“Over the next five years," says technology fortuneteller Daniel Burrus, "we are going to see a transformation in how we sell, market, communicate, elaborate, innovate, train and educate people.”
Burrus has been following and (accurately) predicting technology trends for more than 30 years. He says when he was "talking about social media in the early '90s, before the first Web browser.” When he talks, the technology industry listens.
So what kind of "transformation" is Burrus talking about now?
He starts by explaining a change in marketing. When the Monty Python franchise was lagging on DVD sales a few years back, they put clips of their videos on YouTube and within months, sales were “up 29,000 percent,” Burrus says.
Another example of marketing on steroids: When a music artist was paid $10,000 to tweet about a product, sales went up $100 million in just 24 hours.
Burrus’ marketing examples are just a taste of the changes happening thanks to technology. The three largest digital accelerators, he says, are processing power (“I subscribe to Moore’s law that says processing power will double every 18 months as prices drop”), bandwidth (“the processing power we have on our phones would have been considered a supercomputer in 2000”) and storage (“my first computer didn’t have a hard drive; today I bought a 64 gigabyte thumb drive for $10”).

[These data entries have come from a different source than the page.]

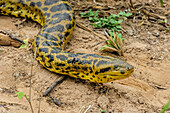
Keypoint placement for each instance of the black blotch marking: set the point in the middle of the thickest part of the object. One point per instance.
(48, 20)
(72, 55)
(47, 15)
(45, 9)
(85, 69)
(49, 43)
(91, 71)
(35, 16)
(62, 57)
(32, 4)
(68, 68)
(56, 48)
(115, 66)
(122, 72)
(68, 26)
(74, 60)
(92, 55)
(63, 16)
(86, 61)
(61, 64)
(60, 7)
(20, 1)
(57, 68)
(58, 27)
(96, 72)
(18, 7)
(49, 37)
(45, 50)
(73, 24)
(105, 70)
(94, 62)
(37, 43)
(67, 34)
(101, 62)
(76, 74)
(39, 4)
(51, 57)
(50, 2)
(54, 51)
(60, 36)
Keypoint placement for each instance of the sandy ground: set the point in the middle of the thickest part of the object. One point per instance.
(147, 47)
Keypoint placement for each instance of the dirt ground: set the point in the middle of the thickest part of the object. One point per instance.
(147, 48)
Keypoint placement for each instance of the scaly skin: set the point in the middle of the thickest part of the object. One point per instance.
(58, 21)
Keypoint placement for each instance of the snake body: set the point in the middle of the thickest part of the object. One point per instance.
(58, 21)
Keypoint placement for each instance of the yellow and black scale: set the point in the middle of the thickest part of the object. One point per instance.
(58, 21)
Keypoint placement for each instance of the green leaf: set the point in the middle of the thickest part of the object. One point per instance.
(118, 26)
(23, 46)
(20, 94)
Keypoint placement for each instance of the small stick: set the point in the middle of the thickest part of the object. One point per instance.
(53, 85)
(88, 108)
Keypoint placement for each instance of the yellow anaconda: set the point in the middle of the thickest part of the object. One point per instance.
(58, 21)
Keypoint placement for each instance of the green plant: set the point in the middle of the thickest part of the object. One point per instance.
(111, 22)
(165, 107)
(115, 43)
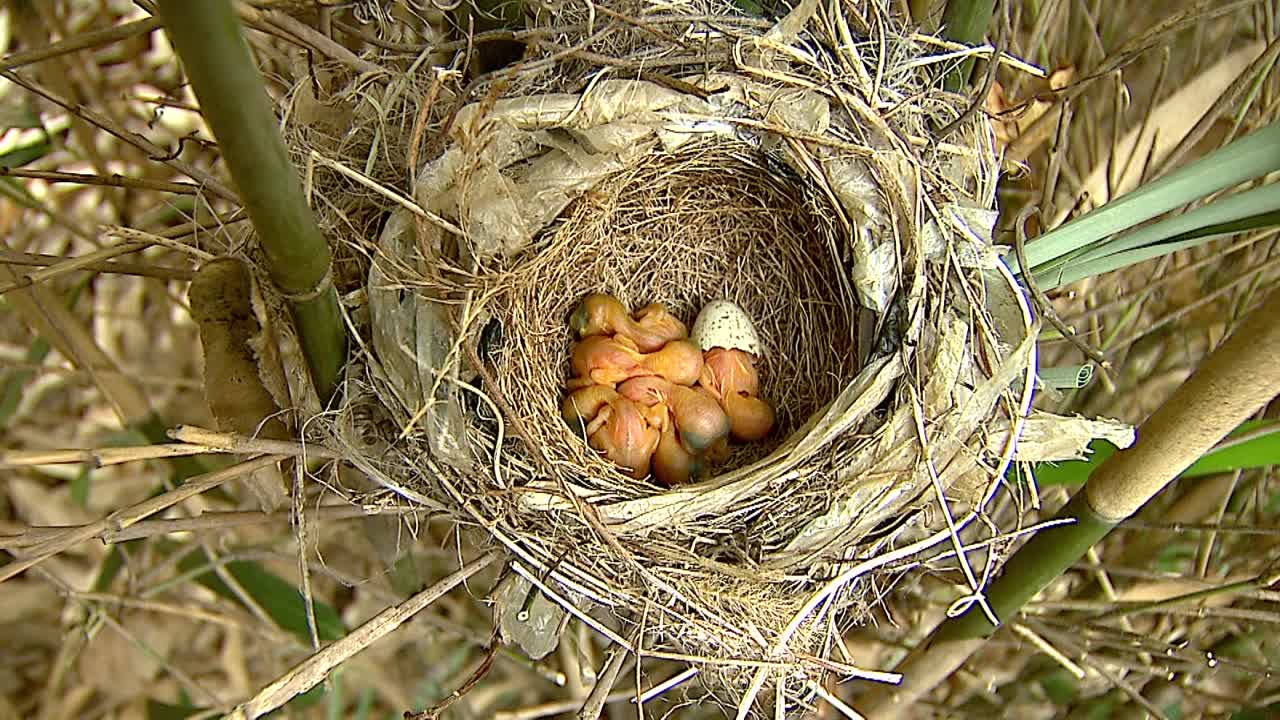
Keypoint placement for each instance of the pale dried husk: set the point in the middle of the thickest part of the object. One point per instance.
(794, 172)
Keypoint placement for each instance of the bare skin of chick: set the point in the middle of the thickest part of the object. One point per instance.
(731, 377)
(672, 463)
(650, 329)
(611, 360)
(613, 425)
(698, 418)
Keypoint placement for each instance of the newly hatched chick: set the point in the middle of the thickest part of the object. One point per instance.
(725, 332)
(696, 417)
(731, 377)
(613, 425)
(650, 329)
(611, 360)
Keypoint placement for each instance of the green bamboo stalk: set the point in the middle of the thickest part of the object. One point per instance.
(233, 100)
(965, 21)
(1233, 383)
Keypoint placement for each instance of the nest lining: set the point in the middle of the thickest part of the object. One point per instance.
(681, 228)
(708, 572)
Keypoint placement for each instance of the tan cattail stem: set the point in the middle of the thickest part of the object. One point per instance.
(1235, 381)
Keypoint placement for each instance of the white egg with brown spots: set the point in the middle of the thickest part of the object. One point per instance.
(723, 324)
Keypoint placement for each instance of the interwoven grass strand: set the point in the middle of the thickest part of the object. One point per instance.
(787, 169)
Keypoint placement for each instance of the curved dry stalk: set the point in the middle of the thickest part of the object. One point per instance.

Here are two concrete technological advances he sees coming down the pike.
3D Web Browser
Burrus sees interspatial 3D Web browsers in the near future. Like modern videogames, these browsers will allow users to, as he explains, “go inside the world on the Internet.”
You won’t need special glasses for this experience. 3D will be embedded in every browser. So, for example, if you wanted to visit a car manufacturer’s website, the new browser would “allow you to walk into the showroom, look left, right and walk over to a sports car,” he says. “You could touch and open the hood and check out the interior.”
But wouldn’t this mean all computers would have to change?
“Absolutely,” Burrus says. “It would transform everything, totally change the game.”
It’s only been two years since Apple introduced Siri, the digital assistant on the iPhone 4S, but, as Burrus predicts, all of us will have what he calls “electronic agents” very soon.
“We will be able to launch a smartphone that has no screen," he says. "It will look like a piece of jewelry and sit on the lapel of your coat.”
Why would you have a smartphone without a screen?
“Because everything will be voice activated,” he says. “You will ask your e-agent or e-assistant to find you the cheapest nearby gas station or read you an email or respond to an email that you verbally dictate. I see this coming in the next few years.”